El ángel que nos mira
Lo de colarse en La Condomina era para nota, y no sé cómo muchos de los niños de entonces seguimos aún con vida
No hay mayor placer en el mundo que el de 'colarse'. En el lugar que sea: en el cine, en un estadio de fútbol, en ... la cola de un supermercado, en la sala de baile de tu pueblo, en una fiesta en la que no conocemos al anfitrión. Ese instante glorioso, único e irrepetible, en el que experimentamos dos distintas sensaciones: el miedo a ser 'pescados', a pasar la vergüenza –el que la tenga, claro– de ser recriminados, abucheados, devueltos en caliente al lugar de origen, como delincuentes pillados 'in fraganti', y esa otra experiencia de haber burlado a tu cancerbero, a ese armario de dos por dos, con manos como panes, que cuida la entrada con un rigor impropio de quien aún conserva una pizca de alma en su cuerpo glorioso.
En el recinto de baile de mi pueblo bastaba con insistir, con hacerse el remolón, con estar siempre en el medio como los jueves y estorbar la entrada y la salida de la gente. El 'segurata' de turno, que no era otro que algún desocupado del pueblo con mucha percha y cara de pocos amigos, terminaba por desesperarse y consideraba mucho más rentable para su salud dejarte pasar y que concluyera así la lata de esa mosca cojonera incapaz de acabar con ella ni con 'flit'.
En los cines era diferente.
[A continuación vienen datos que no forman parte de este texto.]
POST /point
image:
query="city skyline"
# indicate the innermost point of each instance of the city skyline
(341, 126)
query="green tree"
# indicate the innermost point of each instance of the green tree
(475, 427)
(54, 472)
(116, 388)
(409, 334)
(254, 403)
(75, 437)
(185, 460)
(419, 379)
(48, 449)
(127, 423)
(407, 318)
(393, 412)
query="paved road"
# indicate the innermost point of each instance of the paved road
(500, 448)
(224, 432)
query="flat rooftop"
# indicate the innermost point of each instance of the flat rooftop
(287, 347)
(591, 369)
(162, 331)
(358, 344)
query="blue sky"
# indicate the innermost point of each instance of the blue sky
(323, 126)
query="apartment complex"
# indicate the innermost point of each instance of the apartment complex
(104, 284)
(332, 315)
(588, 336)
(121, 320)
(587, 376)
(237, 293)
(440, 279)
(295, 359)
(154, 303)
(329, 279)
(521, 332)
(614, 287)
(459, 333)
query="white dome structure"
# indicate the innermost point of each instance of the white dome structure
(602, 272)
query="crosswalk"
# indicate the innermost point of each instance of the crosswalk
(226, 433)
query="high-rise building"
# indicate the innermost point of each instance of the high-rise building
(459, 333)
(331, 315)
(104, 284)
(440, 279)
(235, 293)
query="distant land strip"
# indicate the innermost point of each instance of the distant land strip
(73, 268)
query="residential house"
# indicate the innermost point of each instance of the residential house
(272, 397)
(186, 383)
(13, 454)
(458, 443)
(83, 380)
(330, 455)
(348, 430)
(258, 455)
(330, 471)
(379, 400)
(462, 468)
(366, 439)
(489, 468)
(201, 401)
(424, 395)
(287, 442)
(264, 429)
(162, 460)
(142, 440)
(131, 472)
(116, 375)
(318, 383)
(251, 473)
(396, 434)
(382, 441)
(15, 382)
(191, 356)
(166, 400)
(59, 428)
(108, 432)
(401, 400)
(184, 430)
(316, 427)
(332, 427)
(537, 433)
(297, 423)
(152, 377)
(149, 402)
Había que marcharse a otro pueblo cercano –a Beniaján o a Los Garres, que los críos, con mucho cachondeo y no poca prosopopeya, llamábamos 'Los Jarres', como bien recuerda mi amigo el exrector José Antonio Cobacho–, y entonces era preciso lidiar con gente desconocida. Convenía, pues, organizarse, actuar en grupo, cumplir cada uno con una misión ensayada de antemano. Uno entretenía al portero con cualquier excusa, mientras que los otros se colaban por su espalda sigilosamente, como una serpiente de cascabel cuando atrapa a su víctima. El que se quedaba en la calle, sacaba después su entrada cuyo coste era repartido entre el resto de golfos. Convenía andar con ojo una vez en la penumbra de la sala. Había que actuar rápido, con agilidad y decisión: buscar una butaca vacía en medio del barullo y arrellanarse en ella, bajando la cabeza lo más posible, pero sin dejar de observar la gran pantalla en la que los actores iban a lo suyo, ajenos por completo de todo lo que estaba sucediendo ante sus propias narices.
Lo de colarse en el Estadio de la Condomina –la vieja Condomina, se entiende– era para nota, y no sé cómo muchos de los niños de entonces seguimos aún con vida. Solía ocurrir en los partidos de gran afluencia. Recuerdo, por ejemplo, un Real Murcia-Sevilla de Segunda División. La gente esperaba a que comenzara el encuentro, que hubiera mucho ruido de tracas y petardos, silbidos, aplausos, protestas contra el árbitro, que siempre se las apañaba para cargar con las culpas. Entonces tocaban a rebato. Sonaba el cornetín para ir al ataque. Y nos movilizábamos con la precisión de la vieja caballería: uno detrás de otro, como una procesión de penitentes ansiosos por ver cómo pegaban patadas a un balón un montón de tíos en calzoncillos.
Una cola interminable que iba escalando hasta llegar al marcador, en la zona de General de Pie, en donde siempre, ya coronado ese puerto de primera categoría, en lo alto, había un alma caritativa que se apiadaba de uno y te tendía la mano. La Condomina se ponía a reventar, con casi dos personas por asiento, aunque la mitad de los presentes por toda la cara, como usurpadores de una fortaleza recién conquistada.
En la habitación de mis padres había un cuadro, de escaso valor artístico, pero de una belleza impresionante, en el que un ángel andaba tras unos niños que jugaban a la gallina ciega muy cerca de un pozo que se presumía peligroso y profundo. Y he pensado en ese mismo ángel que vela por todos nosotros: el ángel que nos mira, como el título de aquella soberbia novela de Thomas Wolfe. Sólo así se explica que sigamos vivos.